- Season 1 poster
- Genre: Adult animation; Comedy-drama;
- Created by: Gonzalo Cordova
- Directed by: Ana Coronilla
- Countries of origin: Mexico; United States;
- Original language: Spanish
- No. of seasons: 1
- No. of episodes: 8

Production
- Executive producers: Gonzalo Cordova; Arturo and Roy Ambriz;
- Production companies: Cinema Fantasma; Tres Tristes Tigres; Williams Street;

Original release
- Network: Adult Swim (United States); HBO Max (Mexico); Studiocanal (France and Spain);
- Release: 17 August 2025 – present

= Women Wearing Shoulder Pads =

Mexican animated television series

Women Wearing Shoulder Pads (Mujeres con Hombreras) is an adult stop-motion animated television series created by Gonzalo Cordova for Cartoon Network's nighttime programming block Adult Swim. It became the first Spanish language series in the block, airing on 17 August 2025. In Mexico, it airs exclusively on HBO Max.
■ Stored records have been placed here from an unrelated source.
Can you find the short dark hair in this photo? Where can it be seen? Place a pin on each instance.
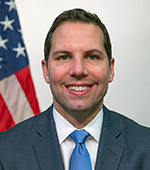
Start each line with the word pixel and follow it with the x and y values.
pixel 77 15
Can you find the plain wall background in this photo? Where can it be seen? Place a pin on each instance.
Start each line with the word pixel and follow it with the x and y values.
pixel 129 28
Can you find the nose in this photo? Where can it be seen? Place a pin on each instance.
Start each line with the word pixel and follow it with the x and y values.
pixel 78 68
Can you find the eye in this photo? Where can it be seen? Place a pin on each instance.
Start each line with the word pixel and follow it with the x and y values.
pixel 92 57
pixel 64 57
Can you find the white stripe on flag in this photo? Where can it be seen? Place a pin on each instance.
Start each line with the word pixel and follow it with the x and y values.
pixel 15 99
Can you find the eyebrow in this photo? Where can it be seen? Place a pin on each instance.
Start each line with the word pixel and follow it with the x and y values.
pixel 95 50
pixel 87 52
pixel 61 51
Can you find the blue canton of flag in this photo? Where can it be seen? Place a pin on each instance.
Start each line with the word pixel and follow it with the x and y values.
pixel 13 56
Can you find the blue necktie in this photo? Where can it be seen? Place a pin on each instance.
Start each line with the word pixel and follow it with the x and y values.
pixel 80 158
At least 8 11-minute episodes have been made. An English-dubbed compilation film version of the series was released on HBO Max on 29 September 2025.

== Synopsis ==
Guinea pigs, called cuyes, are the size of cattle and serve the same purpose, grown for meat and used in "cuy-fights". Spanish entrepreneur Marioneta Negocios is on a collision course with Doña Quispe, a self-made businesswoman in Ecuador's cuy industry. The women's friends and relatives are swiftly drawn into this conflict.

== Voice cast ==
- Pepa Pallarés as Marioneta Negocios
- Laura Torres as Doña Quispe
- Kerygma Flores as Espada Muleta
- Nicole Vazquez as Nina Quispe
- Gabriela Cartol as Coquita Buenasuerte

== Episodes ==

| No. overall | No. in season | Title | Original release date | U.S. viewers (millions) |
| 1 | 1 | "Ámame Ódiame (Love Me, Hate Me)" | 17 August 2025 | 0.155 |
Marioneta wants to rebrand cuyes from a delectable delicacy to a cuddly companion. A mysterious stalker follows Marioneta, even trapping her in a closet.
| 2 | 2 | "¿Quieres? ¿Quieres? ¡Compra! (Do You Want This? Buy It!)" | 17 August 2025 | 0.097 |
Marioneta confronts her business rival, Doña Quispe, who runs the country's most famous restaurant and a chain of cuyes butcher shops.
| 3 | 3 | "Corazón Retorcido (Twisted Heart)" | 24 August 2025 | 0.135 |
Marioneta attends a meeting of animal rights activists in order to befriend a twelve-year-old girl named Nina Quispe, who is Doña's daughter.
| 4 | 4 | "El Cordón Umbilical (The Umbilical Cord)" | 31 August 2025 | N/A |
Marioneta wakes up in a warehouse, terrified and traumatized. She must overcome her fears to direct a TV commercial.
| 5 | 5 | "La Misma Noche Que Anoche (The Same Night as Last Night)" | 7 September 2025 | N/A |
Marioneta throws a New Year's Eve party which ends with an effigy of her being set ablaze.
| 6 | 6 | "Tres Tristes Tigres (Three Sad Tigers)" | 14 September 2025 | N/A |
Coquita, Espada, and Nina go on a road trip to Marioneta's cuy farm.
| 7 | 7 | "Madre Pródiga (Prodigal Mother)" | 21 September 2025 | N/A |
Coquita reveals the truth of her connection to Marioneta, to Nina's surprise and confusion. Meanwhile, Marioneta confronts her stalker.
| 8 | 8 | "Mami Mami Mami (Mommy Mommy Mommy)" | 28 September 2025 | N/A |
Nina is committed to making Marioneta pay for her crimes, even if it means kidnapping her.

== Production ==
=== Development ===
Cinema Fantasma had previously worked with Cartoon Network on Frankelda's Book of Spooks. After I Am Frankelda ended production, the series was developed and picked up by the network's nighttime programming block Adult Swim. The series was announced and showcased at the New York Comic Con on 12 October 2023. It marks the first Spanish-language project for the programming block.

== Reception ==
On the review aggregator website Rotten Tomatoes, 100% of the seventeen critics' reviews are positive.